The military has been using batterys in it's submarines that are state of the art. Is there some desire to not share information on this technology? Could auto companies be seeking to profit from new patents for an in house creation. If they find a great cheap, light-weight way of making a battery it should be shared with the world, not sold for profit.
12-18-2008 @ 1:23PM
BHarrison said...
To the best that i have beenable to discern the viability of the hybrid cars will be based on the batteries.
per my Toyota service department a few months ago, they told me that it costs OVER $10,000.00 to replace the batteries in a Toyota Prius once the warranty expires (or is damaged by a non-warranty manner . .. accident, etc.)

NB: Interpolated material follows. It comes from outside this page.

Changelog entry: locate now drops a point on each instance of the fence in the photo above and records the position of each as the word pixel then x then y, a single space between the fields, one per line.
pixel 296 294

Doesn't this basically mean that the Prius and similar hybrids are "throw-away vehicles once the batteries need to be replaced? What sane person is going to put $10K into an old (depreciated) hybrid auto? That wouldn't make sense, would it?
My 1998, V6 gasoline injection Toyota is still running fine eight years later. Can the same be said for the Prius and other hybrids? I've saved a lot of car payments with these gasoline powered Toyota . . . more than enough to pay the premium costs of gasoline.
The replacement costs and/or warranted life of the batteries is the most critical consideration for the success and future of the hybrid vehicles.